Sejak tahun 1999, Undang-Undang Dasar 1945 telah mengalami empat kali amandemen sebagai respons atas dinamika politik, sosial, dan hukum yang terus berkembang di Indonesia.

Amandemen-amandemen tersebut dilakukan untuk mengatasi berbagai kelemahan yang masih ditemukan dalam sistem ketatanegaraan, seperti belum terwujudnya demokrasi yang sepenuhnya berbasis hukum, perlindungan hak asasi manusia yang masih terbatas, serta kebutuhan akan desentralisasi pemerintahan yang lebih berpihak pada daerah dan penguatan peran lembaga perwakilan rakyat. Tulisan ini bertujuan menjelaskan mengapa Indonesia tidak kembali menggunakan UUD 1945 asli sebelum amandemen, dengan menggunakan metode pendekatan normatif, historis, dan yuridis. Pendekatan normatif digunakan untuk mengkaji prinsip-prinsip hukum dan norma dasar negara, pendekatan historis menelusuri latar belakang serta konteks perubahan konstitusi yang terjadi, sedangkan pendekatan yuridis menelaah aspek legal dan konsekuensi hukum dari amandemen tersebut. Kesimpulan utama dari tulisan ini adalah bahwa amandemen UUD 1945 merupakan langkah penting dan strategis untuk menyesuaikan konstitusi dengan perkembangan zaman, menjamin penegakan demokrasi yang lebih baik, memperluas perlindungan hak asasi manusia, dan mengakomodasi kebutuhan desentralisasi. Oleh karena itu, kembali ke UUD 1945 asli berpotensi menghambat kemajuan reformasi dan tidak lagi mencerminkan realitas sosial-politik Indonesia saat ini.

Kata Kunci

Konstitusi Indonesia, UUD 1945 asli, amandemen UUD 1945, reformasi konstitusi, demokrasi, hak asasi manusia, desentralisasi, ketatanegaraan.

Pendahuluan

Undang-Undang Dasar 1945 (UUD 1945) merupakan konstitusi pertama dan utama Indonesia yang dirumuskan oleh Panitia Persiapan Kemerdekaan Indonesia (PPKI) pada tanggal 18 Agustus 1945, sehari setelah Proklamasi Kemerdekaan. Perumusan UUD 1945 dilakukan dalam situasi genting dan penuh tekanan politik karena kebutuhan untuk segera mendirikan negara merdeka yang berdaulat. UUD ini menjadi landasan utama penyelenggaraan negara serta pedoman hukum tertinggi yang mengatur hak dan kewajiban warga negara, struktur pemerintahan, serta hubungan antar lembaga negara.

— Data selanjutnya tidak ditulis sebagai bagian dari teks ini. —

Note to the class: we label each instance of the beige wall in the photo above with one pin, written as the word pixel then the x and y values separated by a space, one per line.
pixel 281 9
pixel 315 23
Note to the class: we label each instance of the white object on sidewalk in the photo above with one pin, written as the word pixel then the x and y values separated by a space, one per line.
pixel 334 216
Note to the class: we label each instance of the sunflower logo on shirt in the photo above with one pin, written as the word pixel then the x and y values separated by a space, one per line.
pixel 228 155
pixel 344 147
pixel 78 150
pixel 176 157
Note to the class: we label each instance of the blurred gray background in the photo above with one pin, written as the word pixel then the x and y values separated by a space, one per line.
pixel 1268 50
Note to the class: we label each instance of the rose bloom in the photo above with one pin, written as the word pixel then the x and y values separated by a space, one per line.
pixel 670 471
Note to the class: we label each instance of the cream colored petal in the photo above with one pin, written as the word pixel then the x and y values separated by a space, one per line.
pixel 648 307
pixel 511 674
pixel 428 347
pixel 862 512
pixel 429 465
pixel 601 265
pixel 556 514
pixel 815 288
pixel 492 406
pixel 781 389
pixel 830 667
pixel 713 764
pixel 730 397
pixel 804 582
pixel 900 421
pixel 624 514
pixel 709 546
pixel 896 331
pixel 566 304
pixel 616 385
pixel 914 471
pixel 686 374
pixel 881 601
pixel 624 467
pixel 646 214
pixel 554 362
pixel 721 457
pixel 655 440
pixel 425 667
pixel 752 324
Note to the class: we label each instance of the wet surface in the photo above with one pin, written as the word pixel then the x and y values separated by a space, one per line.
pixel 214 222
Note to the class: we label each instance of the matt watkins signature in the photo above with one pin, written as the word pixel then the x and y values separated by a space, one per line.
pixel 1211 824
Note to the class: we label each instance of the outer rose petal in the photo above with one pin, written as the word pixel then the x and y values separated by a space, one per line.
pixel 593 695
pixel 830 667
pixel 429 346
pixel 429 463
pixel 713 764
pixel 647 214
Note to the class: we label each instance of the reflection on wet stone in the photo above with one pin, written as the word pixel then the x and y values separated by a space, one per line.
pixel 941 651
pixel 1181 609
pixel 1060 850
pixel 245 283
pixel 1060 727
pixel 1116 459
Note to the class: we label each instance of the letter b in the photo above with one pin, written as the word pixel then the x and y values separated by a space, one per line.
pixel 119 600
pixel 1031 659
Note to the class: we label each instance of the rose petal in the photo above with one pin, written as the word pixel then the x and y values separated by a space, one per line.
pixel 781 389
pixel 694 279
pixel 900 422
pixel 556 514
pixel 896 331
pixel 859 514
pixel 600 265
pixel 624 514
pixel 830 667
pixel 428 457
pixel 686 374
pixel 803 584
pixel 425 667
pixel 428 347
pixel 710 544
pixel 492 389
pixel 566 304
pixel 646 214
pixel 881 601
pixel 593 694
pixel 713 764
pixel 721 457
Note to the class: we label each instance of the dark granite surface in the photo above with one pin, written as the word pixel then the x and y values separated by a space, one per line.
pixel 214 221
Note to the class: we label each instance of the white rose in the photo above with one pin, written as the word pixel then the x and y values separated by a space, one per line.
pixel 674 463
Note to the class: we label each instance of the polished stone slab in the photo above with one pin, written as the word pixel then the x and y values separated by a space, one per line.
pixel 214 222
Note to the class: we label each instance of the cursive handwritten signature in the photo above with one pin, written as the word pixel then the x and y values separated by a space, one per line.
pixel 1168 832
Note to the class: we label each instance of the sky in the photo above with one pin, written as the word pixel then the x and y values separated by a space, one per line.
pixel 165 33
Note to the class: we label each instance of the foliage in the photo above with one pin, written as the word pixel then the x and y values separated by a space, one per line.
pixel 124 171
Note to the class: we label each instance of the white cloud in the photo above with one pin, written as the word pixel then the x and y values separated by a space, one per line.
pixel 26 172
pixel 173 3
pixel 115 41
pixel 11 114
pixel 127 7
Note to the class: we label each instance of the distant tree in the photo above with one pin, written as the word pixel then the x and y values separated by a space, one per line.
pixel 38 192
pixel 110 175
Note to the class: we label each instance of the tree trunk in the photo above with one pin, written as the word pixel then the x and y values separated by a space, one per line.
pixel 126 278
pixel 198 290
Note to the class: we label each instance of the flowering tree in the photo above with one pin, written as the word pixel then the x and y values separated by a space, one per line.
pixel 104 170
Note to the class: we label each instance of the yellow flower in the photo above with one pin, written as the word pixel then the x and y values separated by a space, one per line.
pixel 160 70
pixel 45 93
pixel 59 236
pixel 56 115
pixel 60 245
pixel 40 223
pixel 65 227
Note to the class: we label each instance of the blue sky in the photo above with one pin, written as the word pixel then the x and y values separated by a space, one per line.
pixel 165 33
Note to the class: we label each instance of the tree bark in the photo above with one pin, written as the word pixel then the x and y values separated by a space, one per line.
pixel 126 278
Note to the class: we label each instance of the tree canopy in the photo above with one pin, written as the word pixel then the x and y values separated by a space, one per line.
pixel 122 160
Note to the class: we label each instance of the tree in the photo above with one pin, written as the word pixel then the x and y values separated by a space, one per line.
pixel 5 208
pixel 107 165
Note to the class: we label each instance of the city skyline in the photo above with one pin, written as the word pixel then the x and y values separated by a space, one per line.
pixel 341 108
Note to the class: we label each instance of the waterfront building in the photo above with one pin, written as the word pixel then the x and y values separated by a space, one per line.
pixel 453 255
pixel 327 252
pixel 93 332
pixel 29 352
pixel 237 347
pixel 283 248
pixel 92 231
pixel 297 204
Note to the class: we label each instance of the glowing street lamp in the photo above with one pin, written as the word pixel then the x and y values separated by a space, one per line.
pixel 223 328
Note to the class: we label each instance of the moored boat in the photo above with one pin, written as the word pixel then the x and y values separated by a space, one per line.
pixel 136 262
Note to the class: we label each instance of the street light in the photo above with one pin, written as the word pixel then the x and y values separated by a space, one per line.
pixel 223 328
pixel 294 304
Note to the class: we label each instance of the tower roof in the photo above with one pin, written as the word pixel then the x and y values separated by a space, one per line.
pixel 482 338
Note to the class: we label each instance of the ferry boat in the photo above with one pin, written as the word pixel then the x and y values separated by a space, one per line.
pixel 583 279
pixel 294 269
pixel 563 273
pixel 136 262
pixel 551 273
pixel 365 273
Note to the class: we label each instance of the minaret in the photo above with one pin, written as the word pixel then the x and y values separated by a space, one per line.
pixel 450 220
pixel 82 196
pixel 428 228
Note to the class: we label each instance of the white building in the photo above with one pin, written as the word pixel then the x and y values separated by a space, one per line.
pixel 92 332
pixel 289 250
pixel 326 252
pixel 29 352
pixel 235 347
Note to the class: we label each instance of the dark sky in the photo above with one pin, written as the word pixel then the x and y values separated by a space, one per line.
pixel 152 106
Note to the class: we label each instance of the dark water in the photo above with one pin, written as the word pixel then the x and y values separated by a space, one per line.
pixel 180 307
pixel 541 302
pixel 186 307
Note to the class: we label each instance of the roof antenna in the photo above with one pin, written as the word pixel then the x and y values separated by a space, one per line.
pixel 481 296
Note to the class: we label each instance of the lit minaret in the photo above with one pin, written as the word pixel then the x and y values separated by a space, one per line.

Namun, dengan berjalannya waktu, perkembangan sosial, politik, dan ekonomi Indonesia menuntut adanya penyesuaian pada konstitusi agar mampu menghadapi tantangan zaman. Pasca-Reformasi 1998, dilakukan empat kali amandemen terhadap UUD 1945, dimulai pada tahun 1999 hingga 2002. Amandemen ini bertujuan memperbaiki sistem ketatanegaraan yang sebelumnya otoriter, meningkatkan perlindungan hak asasi manusia, memperkuat desentralisasi dan otonomi daerah, serta memperjelas fungsi lembaga negara agar lebih demokratis dan akuntabel. Meski amandemen ini membawa perubahan signifikan dan dianggap penting dalam proses demokratisasi Indonesia, wacana untuk kembali ke UUD 1945 asli tetap muncul, terutama dari sebagian kelompok politik dan kalangan masyarakat yang merasa bahwa amandemen telah mengubah substansi asli konstitusi dan menggeser nilai-nilai fundamental kemerdekaan dan kedaulatan rakyat.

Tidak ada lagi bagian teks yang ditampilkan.